Numbers in $A$ that are not multiples of $3$ are $30 - 10 = 20$ numbers.
Numbers in $A$ that are multiples of $3$ but not multiples of $9$ are $10 - 3 = 7$ numbers.
To make the product divisible by $9$,we consider the following cases:
Case $I$: All three numbers are multiples of $3$.
The number of ways is $^{10}C_3 = \frac{10 \times 9 \times 8}{3 \times 2 \times 1} = 120$.
Case $II$: Exactly two numbers are multiples of $3$ and one is not.

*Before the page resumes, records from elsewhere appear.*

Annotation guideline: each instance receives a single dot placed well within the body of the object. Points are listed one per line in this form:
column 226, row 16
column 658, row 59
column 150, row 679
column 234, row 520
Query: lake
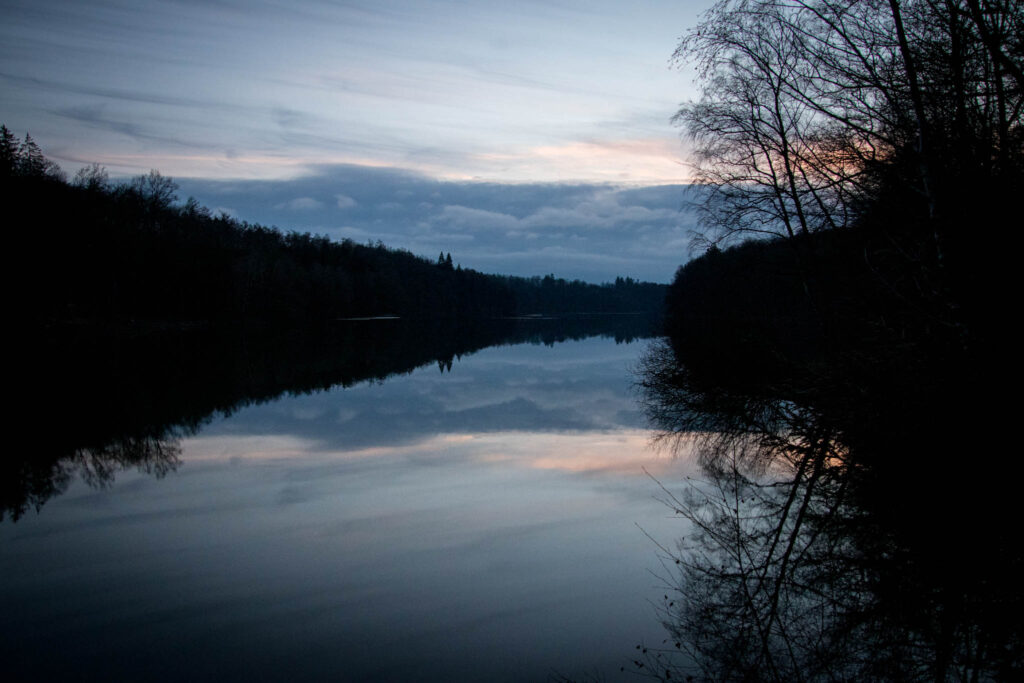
column 483, row 511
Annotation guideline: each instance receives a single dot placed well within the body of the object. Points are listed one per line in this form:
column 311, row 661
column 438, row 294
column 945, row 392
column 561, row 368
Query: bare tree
column 807, row 105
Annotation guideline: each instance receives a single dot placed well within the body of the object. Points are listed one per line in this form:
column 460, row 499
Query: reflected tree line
column 98, row 400
column 129, row 251
column 834, row 359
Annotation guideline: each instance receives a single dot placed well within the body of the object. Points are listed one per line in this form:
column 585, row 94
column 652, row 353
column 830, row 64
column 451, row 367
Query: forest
column 836, row 355
column 129, row 252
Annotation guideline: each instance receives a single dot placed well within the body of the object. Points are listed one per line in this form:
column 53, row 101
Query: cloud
column 301, row 204
column 345, row 202
column 591, row 231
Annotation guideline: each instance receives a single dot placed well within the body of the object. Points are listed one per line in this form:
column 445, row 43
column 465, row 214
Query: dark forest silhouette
column 839, row 376
column 104, row 251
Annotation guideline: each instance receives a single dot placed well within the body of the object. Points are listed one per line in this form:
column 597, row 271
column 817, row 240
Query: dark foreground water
column 479, row 517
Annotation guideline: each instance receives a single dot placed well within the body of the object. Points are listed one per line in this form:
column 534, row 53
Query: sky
column 522, row 137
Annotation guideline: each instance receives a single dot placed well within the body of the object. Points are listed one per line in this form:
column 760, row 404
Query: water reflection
column 813, row 558
column 125, row 400
column 416, row 528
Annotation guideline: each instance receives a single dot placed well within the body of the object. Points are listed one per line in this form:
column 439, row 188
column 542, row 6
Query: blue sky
column 523, row 137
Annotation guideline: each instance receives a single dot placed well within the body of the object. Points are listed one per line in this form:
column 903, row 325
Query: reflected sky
column 482, row 523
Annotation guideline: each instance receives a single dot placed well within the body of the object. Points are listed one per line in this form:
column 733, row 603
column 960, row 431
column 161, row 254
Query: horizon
column 523, row 140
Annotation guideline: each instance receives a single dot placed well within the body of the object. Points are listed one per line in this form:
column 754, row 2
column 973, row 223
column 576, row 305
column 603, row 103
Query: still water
column 485, row 516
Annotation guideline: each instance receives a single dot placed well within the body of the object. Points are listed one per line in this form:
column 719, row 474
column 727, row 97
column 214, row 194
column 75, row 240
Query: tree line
column 836, row 355
column 104, row 250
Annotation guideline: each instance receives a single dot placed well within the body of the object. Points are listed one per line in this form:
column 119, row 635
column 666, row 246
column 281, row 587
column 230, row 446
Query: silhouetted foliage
column 837, row 380
column 105, row 252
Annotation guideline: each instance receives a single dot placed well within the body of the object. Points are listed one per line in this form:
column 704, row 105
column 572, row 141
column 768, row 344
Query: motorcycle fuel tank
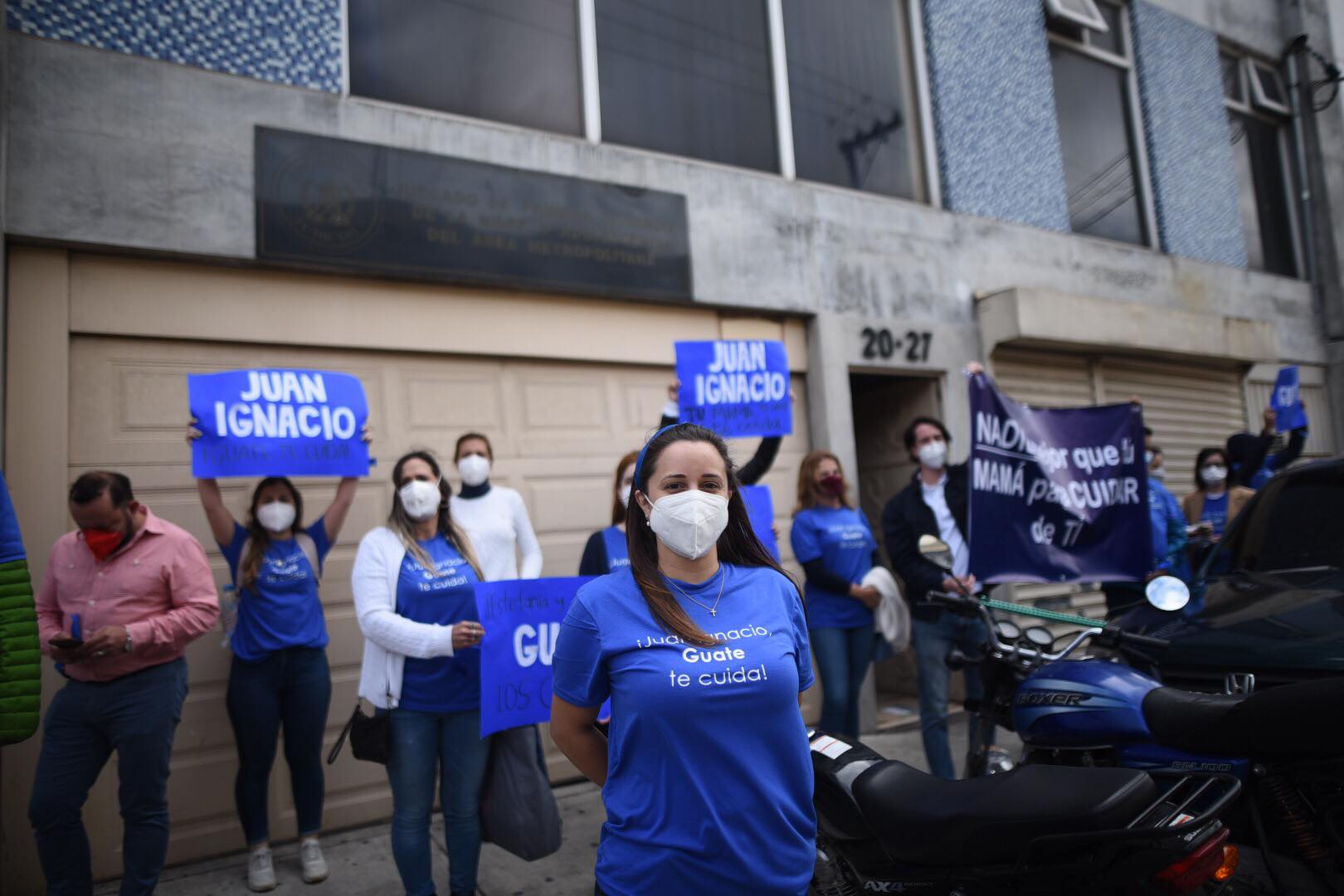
column 1082, row 703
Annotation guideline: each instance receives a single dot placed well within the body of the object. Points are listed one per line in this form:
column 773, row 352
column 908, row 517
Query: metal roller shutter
column 1188, row 406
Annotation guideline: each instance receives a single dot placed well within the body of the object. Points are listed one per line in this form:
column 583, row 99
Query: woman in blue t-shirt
column 279, row 679
column 414, row 585
column 605, row 550
column 702, row 646
column 835, row 546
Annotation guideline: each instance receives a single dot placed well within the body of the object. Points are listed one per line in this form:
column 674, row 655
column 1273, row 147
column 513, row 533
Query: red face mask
column 102, row 542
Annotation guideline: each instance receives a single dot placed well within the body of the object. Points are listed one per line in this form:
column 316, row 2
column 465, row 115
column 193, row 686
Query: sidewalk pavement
column 362, row 864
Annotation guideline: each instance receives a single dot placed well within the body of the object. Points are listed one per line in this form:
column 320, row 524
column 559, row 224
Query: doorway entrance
column 884, row 405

However,if we pick two multiples of $3$,their product is divisible by $9$ only if at least one of them is a multiple of $9$ $OR$ if both are multiples of $3$ (since $3 \times 3 = 9$).
Let $M_3$ be the set of multiples of $3$ $(|M_3|=10)$ and $N$ be the set of non-multiples of $3$ $(|N|=20)$.
Total ways to choose $3$ numbers such that the product is divisible by $9$ is (Total ways) - (Ways where product is $NOT$ divisible by $9$).
Product is $NOT$ divisible by $9$ if:
$1$. No number is a multiple of $3$: $^{20}C_3 = \frac{20 \times 19 \times 18}{6} = 1140$.
$2$. Exactly one number is a multiple of $3$ (but not $9$): $^{7}C_1 \times ^{20}C_2 = 7 \times 190 = 1330$.
Total ways to choose $3$ numbers = $^{30}C_3 = \frac{30 \times 29 \times 28}{6} = 4060$.
Ways divisible by $9 = 4060 - (1140 + 1330) = 4060 - 2470 = 1590$.